The Chinese government has adopted different policies for boosting the fertility rate. For instance, in Shenzhen, couples with more than three children are eligible for a total cash allowance of 19,000 yuan (US$2,800) until the child turns three years old. Do you think such pro-natal policies will be effective in increasing the country’s population? 

My answer is definitely no. As we’ve discussed earlier, the high cost of living, including housing, childcare, education, and other spending are all factors. $2,000 per year is not even going to make a difference in the high cost of living. Besides, the main reason for low fertility is not just because of the high economic cost. 

The “one-child” policy has often been blamed for China’s declining birth rate. Is there a scholarly consensus on the impact of this policy on China’s demographics?

There is not much consensus on the impact of the policy, since the one-child policy is too extreme. Starting in early 1990s, fertility dropped to below two. That's when young people in the countryside couldn't move into cities, and the Chinese economic growth took off. While the one-child policy was in place, low fertility was also largely driven by young people getting an education, and moving to cities, even villages. In 2016. China lifted the one-child policy. With the exception for one year, the birth number has been going down year after year. The one-child policy was very harmful, but its role was also overclaimed. 

According to the Chinese state media, China is already approaching a “moderately aging scenario”, in which 20% of its population is aged 60 and older. What are the most important consequences of population aging for Chinese society and the economy? What can international experience in dealing with an aging society teach China?

The world has never lived in an aging society as we are entering now. Therefore, there's really not much to learn as this is a totally new territory. However, Japan has had an aging population for over 30 years, and its population has declined for almost more than 10 years. The quality standard of living in Japan has not dropped. 

China is going to age much faster than Western countries, which took a long time to age. There are a lot of challenges, but we definitely need to adapt to a different economy. There are many possibilities that we can still live in a society that offers opportunities or well-being benefits to everyone. 

The Chinese government will encounter a serious challenge in funding healthcare and pension in an ageing society. Last week, the Wuhan Government started to decrease the individual amount of healthcare money, leading to over 10,000 elderly people protesting in the streets. This is only the beginning. With a large population that’s also getting older, where does the pension fund money come from? Where does the healthcare money come from? 

China has had a very lucky three to four decades of rapid growth and that growth has slowed down for many reasons. So where would the government get the money to pay for these? The Chinese government rests its legitimacy on economic growth. If they cannot deliver that, they're going to face a legitimacy crisis. Therefore, the pressure will be on the government. 

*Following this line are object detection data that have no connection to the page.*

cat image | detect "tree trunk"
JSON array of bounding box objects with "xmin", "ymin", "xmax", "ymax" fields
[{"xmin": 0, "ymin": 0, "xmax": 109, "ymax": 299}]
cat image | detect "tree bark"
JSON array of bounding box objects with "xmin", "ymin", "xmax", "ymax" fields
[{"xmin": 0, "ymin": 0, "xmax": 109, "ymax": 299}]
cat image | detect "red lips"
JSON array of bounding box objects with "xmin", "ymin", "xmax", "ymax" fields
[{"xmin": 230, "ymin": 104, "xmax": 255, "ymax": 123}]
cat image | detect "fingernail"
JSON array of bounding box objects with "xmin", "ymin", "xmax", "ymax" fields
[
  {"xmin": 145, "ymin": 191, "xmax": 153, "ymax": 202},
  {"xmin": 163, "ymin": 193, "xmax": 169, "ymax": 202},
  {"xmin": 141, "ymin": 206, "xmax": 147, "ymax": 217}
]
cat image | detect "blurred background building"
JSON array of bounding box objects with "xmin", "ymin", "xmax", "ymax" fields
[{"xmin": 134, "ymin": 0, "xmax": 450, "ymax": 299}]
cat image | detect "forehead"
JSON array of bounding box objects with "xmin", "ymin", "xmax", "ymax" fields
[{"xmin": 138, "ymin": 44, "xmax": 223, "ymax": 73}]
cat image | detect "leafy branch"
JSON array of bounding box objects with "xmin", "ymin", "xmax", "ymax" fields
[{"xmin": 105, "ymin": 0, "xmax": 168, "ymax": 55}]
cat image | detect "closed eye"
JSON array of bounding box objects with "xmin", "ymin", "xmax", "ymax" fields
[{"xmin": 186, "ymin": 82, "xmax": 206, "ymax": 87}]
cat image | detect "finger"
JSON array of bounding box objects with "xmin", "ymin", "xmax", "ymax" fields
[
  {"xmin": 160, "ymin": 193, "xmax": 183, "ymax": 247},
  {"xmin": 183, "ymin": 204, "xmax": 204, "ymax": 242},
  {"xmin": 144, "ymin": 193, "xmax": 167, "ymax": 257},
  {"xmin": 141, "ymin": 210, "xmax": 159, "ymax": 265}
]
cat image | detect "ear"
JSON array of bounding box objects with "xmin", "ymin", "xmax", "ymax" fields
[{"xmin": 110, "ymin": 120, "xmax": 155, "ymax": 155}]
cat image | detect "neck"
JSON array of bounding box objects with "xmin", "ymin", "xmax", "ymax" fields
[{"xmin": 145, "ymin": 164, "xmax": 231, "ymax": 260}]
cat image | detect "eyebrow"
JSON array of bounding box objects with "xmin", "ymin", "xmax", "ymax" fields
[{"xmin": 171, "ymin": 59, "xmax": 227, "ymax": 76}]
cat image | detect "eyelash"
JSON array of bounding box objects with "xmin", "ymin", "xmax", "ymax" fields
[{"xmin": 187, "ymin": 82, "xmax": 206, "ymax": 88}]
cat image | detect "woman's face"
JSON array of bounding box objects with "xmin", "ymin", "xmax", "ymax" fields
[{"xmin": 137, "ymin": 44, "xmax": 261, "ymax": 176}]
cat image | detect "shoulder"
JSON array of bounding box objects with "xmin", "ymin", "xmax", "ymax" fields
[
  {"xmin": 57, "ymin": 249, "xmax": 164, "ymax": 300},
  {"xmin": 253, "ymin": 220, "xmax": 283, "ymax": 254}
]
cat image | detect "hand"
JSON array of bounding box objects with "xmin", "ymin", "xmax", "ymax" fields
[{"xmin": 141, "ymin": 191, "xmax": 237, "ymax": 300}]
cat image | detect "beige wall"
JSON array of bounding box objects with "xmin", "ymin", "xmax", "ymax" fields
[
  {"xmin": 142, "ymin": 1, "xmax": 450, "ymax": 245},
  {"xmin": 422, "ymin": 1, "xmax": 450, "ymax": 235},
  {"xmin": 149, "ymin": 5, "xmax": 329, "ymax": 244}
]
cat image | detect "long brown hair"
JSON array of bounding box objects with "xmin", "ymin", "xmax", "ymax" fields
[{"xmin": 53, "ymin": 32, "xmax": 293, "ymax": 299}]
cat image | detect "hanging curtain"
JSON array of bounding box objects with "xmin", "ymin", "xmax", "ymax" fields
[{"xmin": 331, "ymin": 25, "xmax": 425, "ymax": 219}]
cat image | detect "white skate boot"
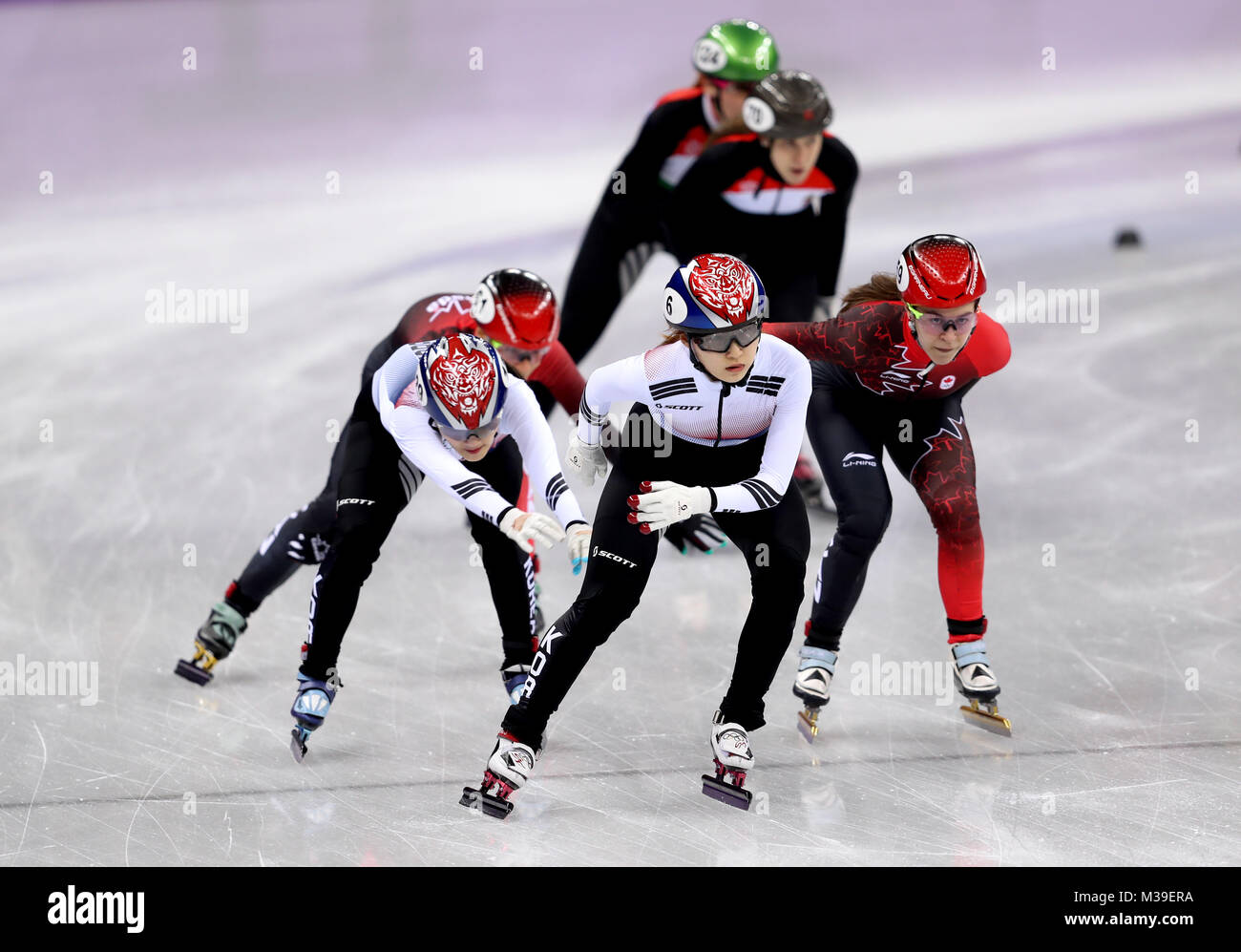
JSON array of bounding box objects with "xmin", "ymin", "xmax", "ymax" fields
[
  {"xmin": 948, "ymin": 638, "xmax": 1013, "ymax": 736},
  {"xmin": 703, "ymin": 711, "xmax": 754, "ymax": 810},
  {"xmin": 793, "ymin": 645, "xmax": 836, "ymax": 744}
]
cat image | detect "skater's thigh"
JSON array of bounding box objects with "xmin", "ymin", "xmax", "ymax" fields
[
  {"xmin": 466, "ymin": 437, "xmax": 524, "ymax": 543},
  {"xmin": 463, "ymin": 437, "xmax": 522, "ymax": 502},
  {"xmin": 806, "ymin": 382, "xmax": 893, "ymax": 522},
  {"xmin": 578, "ymin": 468, "xmax": 659, "ymax": 604},
  {"xmin": 332, "ymin": 417, "xmax": 407, "ymax": 545},
  {"xmin": 715, "ymin": 483, "xmax": 810, "ymax": 570}
]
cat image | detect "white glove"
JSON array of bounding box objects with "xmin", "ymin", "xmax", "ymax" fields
[
  {"xmin": 629, "ymin": 481, "xmax": 711, "ymax": 533},
  {"xmin": 500, "ymin": 506, "xmax": 565, "ymax": 555},
  {"xmin": 565, "ymin": 434, "xmax": 608, "ymax": 485},
  {"xmin": 565, "ymin": 522, "xmax": 591, "ymax": 575}
]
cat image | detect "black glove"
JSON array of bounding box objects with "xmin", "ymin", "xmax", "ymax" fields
[{"xmin": 664, "ymin": 513, "xmax": 728, "ymax": 555}]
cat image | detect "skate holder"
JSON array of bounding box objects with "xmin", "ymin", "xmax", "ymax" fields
[
  {"xmin": 456, "ymin": 787, "xmax": 513, "ymax": 819},
  {"xmin": 797, "ymin": 705, "xmax": 822, "ymax": 744},
  {"xmin": 703, "ymin": 773, "xmax": 754, "ymax": 811},
  {"xmin": 960, "ymin": 698, "xmax": 1013, "ymax": 737},
  {"xmin": 289, "ymin": 726, "xmax": 306, "ymax": 763}
]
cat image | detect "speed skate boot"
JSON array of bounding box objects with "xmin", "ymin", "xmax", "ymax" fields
[
  {"xmin": 948, "ymin": 638, "xmax": 1013, "ymax": 737},
  {"xmin": 289, "ymin": 671, "xmax": 342, "ymax": 763},
  {"xmin": 703, "ymin": 711, "xmax": 754, "ymax": 810},
  {"xmin": 458, "ymin": 731, "xmax": 536, "ymax": 819},
  {"xmin": 793, "ymin": 645, "xmax": 836, "ymax": 744},
  {"xmin": 177, "ymin": 602, "xmax": 245, "ymax": 684}
]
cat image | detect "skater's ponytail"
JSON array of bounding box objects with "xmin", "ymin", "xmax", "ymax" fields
[{"xmin": 840, "ymin": 270, "xmax": 901, "ymax": 310}]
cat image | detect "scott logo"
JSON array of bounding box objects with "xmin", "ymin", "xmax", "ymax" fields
[{"xmin": 591, "ymin": 546, "xmax": 638, "ymax": 568}]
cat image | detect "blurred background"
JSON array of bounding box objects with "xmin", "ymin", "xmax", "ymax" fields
[{"xmin": 0, "ymin": 0, "xmax": 1241, "ymax": 865}]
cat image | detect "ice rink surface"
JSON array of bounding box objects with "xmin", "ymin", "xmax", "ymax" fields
[{"xmin": 0, "ymin": 3, "xmax": 1241, "ymax": 865}]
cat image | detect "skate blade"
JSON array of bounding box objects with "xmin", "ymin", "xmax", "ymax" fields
[
  {"xmin": 960, "ymin": 701, "xmax": 1013, "ymax": 737},
  {"xmin": 703, "ymin": 773, "xmax": 754, "ymax": 811},
  {"xmin": 175, "ymin": 658, "xmax": 215, "ymax": 686},
  {"xmin": 797, "ymin": 708, "xmax": 819, "ymax": 744},
  {"xmin": 456, "ymin": 787, "xmax": 513, "ymax": 819},
  {"xmin": 289, "ymin": 728, "xmax": 306, "ymax": 763}
]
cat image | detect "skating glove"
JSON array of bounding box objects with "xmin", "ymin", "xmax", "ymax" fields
[
  {"xmin": 628, "ymin": 481, "xmax": 714, "ymax": 533},
  {"xmin": 664, "ymin": 513, "xmax": 728, "ymax": 555},
  {"xmin": 500, "ymin": 506, "xmax": 565, "ymax": 554},
  {"xmin": 565, "ymin": 522, "xmax": 591, "ymax": 575},
  {"xmin": 565, "ymin": 434, "xmax": 608, "ymax": 485}
]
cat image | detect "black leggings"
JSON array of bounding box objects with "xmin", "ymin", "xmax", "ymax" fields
[
  {"xmin": 504, "ymin": 405, "xmax": 810, "ymax": 746},
  {"xmin": 292, "ymin": 388, "xmax": 536, "ymax": 680},
  {"xmin": 807, "ymin": 363, "xmax": 983, "ymax": 650},
  {"xmin": 559, "ymin": 204, "xmax": 663, "ymax": 364}
]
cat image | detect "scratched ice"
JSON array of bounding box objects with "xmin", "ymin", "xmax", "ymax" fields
[{"xmin": 0, "ymin": 0, "xmax": 1241, "ymax": 865}]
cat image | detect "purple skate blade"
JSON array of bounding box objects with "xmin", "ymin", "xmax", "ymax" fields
[
  {"xmin": 177, "ymin": 658, "xmax": 214, "ymax": 686},
  {"xmin": 703, "ymin": 773, "xmax": 752, "ymax": 811},
  {"xmin": 456, "ymin": 787, "xmax": 513, "ymax": 819}
]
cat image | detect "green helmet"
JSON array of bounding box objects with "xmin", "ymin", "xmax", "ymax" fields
[{"xmin": 692, "ymin": 18, "xmax": 779, "ymax": 83}]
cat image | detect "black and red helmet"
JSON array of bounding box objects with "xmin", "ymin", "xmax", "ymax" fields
[
  {"xmin": 471, "ymin": 268, "xmax": 559, "ymax": 350},
  {"xmin": 896, "ymin": 235, "xmax": 987, "ymax": 307}
]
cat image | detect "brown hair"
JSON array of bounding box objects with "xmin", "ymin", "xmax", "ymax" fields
[
  {"xmin": 657, "ymin": 328, "xmax": 690, "ymax": 347},
  {"xmin": 840, "ymin": 270, "xmax": 901, "ymax": 310},
  {"xmin": 840, "ymin": 270, "xmax": 983, "ymax": 313}
]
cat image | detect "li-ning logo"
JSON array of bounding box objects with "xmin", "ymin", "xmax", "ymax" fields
[
  {"xmin": 840, "ymin": 453, "xmax": 878, "ymax": 467},
  {"xmin": 47, "ymin": 886, "xmax": 146, "ymax": 932},
  {"xmin": 591, "ymin": 546, "xmax": 638, "ymax": 568}
]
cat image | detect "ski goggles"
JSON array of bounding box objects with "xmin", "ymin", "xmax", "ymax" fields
[
  {"xmin": 435, "ymin": 417, "xmax": 500, "ymax": 443},
  {"xmin": 905, "ymin": 304, "xmax": 978, "ymax": 334},
  {"xmin": 492, "ymin": 338, "xmax": 551, "ymax": 364},
  {"xmin": 689, "ymin": 320, "xmax": 764, "ymax": 353}
]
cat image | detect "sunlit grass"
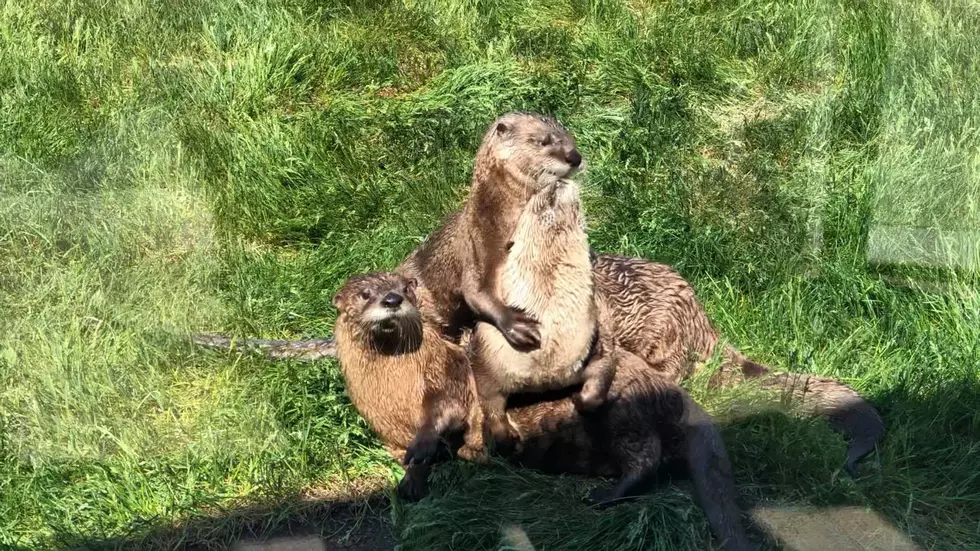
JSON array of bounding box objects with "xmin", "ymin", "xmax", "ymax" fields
[{"xmin": 0, "ymin": 0, "xmax": 980, "ymax": 549}]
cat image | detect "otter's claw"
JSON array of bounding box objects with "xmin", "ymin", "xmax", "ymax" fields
[
  {"xmin": 402, "ymin": 434, "xmax": 440, "ymax": 466},
  {"xmin": 500, "ymin": 308, "xmax": 541, "ymax": 351}
]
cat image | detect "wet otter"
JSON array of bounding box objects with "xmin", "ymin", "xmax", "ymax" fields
[
  {"xmin": 334, "ymin": 273, "xmax": 750, "ymax": 550},
  {"xmin": 594, "ymin": 254, "xmax": 885, "ymax": 476},
  {"xmin": 470, "ymin": 179, "xmax": 616, "ymax": 454},
  {"xmin": 395, "ymin": 112, "xmax": 583, "ymax": 350}
]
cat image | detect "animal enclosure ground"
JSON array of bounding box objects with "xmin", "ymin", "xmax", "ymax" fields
[{"xmin": 0, "ymin": 0, "xmax": 980, "ymax": 550}]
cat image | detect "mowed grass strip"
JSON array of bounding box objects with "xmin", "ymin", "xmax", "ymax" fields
[{"xmin": 0, "ymin": 0, "xmax": 980, "ymax": 549}]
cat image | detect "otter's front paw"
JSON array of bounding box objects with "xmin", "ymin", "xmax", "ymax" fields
[
  {"xmin": 402, "ymin": 434, "xmax": 440, "ymax": 466},
  {"xmin": 396, "ymin": 472, "xmax": 429, "ymax": 503},
  {"xmin": 585, "ymin": 488, "xmax": 619, "ymax": 509},
  {"xmin": 499, "ymin": 308, "xmax": 541, "ymax": 351},
  {"xmin": 487, "ymin": 419, "xmax": 524, "ymax": 457},
  {"xmin": 572, "ymin": 391, "xmax": 619, "ymax": 413}
]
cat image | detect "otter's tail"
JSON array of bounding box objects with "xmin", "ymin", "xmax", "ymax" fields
[
  {"xmin": 713, "ymin": 347, "xmax": 885, "ymax": 476},
  {"xmin": 191, "ymin": 333, "xmax": 337, "ymax": 362}
]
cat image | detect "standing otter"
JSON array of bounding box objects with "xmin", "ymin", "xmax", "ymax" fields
[
  {"xmin": 395, "ymin": 112, "xmax": 583, "ymax": 350},
  {"xmin": 334, "ymin": 273, "xmax": 751, "ymax": 550},
  {"xmin": 594, "ymin": 254, "xmax": 885, "ymax": 476},
  {"xmin": 470, "ymin": 179, "xmax": 616, "ymax": 454}
]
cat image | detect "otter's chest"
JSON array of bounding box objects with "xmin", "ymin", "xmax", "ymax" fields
[
  {"xmin": 337, "ymin": 346, "xmax": 424, "ymax": 447},
  {"xmin": 477, "ymin": 247, "xmax": 597, "ymax": 390}
]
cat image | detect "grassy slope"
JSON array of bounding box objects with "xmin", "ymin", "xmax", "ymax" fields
[{"xmin": 0, "ymin": 0, "xmax": 980, "ymax": 549}]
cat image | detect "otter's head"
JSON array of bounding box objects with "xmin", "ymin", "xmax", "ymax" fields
[
  {"xmin": 525, "ymin": 178, "xmax": 585, "ymax": 233},
  {"xmin": 333, "ymin": 272, "xmax": 422, "ymax": 354},
  {"xmin": 478, "ymin": 111, "xmax": 585, "ymax": 191}
]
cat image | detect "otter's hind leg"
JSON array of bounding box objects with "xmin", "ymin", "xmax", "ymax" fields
[
  {"xmin": 470, "ymin": 354, "xmax": 521, "ymax": 457},
  {"xmin": 680, "ymin": 390, "xmax": 755, "ymax": 551},
  {"xmin": 587, "ymin": 431, "xmax": 662, "ymax": 509}
]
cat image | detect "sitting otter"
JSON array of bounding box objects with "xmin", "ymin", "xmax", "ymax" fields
[
  {"xmin": 470, "ymin": 179, "xmax": 616, "ymax": 454},
  {"xmin": 333, "ymin": 273, "xmax": 751, "ymax": 550}
]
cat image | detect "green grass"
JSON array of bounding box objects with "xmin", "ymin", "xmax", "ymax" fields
[{"xmin": 0, "ymin": 0, "xmax": 980, "ymax": 549}]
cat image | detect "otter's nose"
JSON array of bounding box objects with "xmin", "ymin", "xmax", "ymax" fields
[{"xmin": 381, "ymin": 293, "xmax": 405, "ymax": 308}]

The government can take some longer-term reforms. Right now, the Chinese healthcare system is highly inefficient and there is a lot of waste. The retirement system can be changed. The capital market system can be made more effective, so people can invest their money in the stock market. But from what we know now is that these longer-term and more difficult reforms have always been postponed. 

Why do they postpone it?

It's human nature. It's the nature of political organizations to procrastinate unless they're facing an existential crisis. Look at how the one-child policy ended. Scholars, like myself, have been calling for the policy to stop since at least the early 2000s. It took 15 years for the government to lift the policy. Prior to 2022, China's population was still growing. Therefore, it’s very easy to think that the population is still growing. However, we know from 30 years ago that this day would come.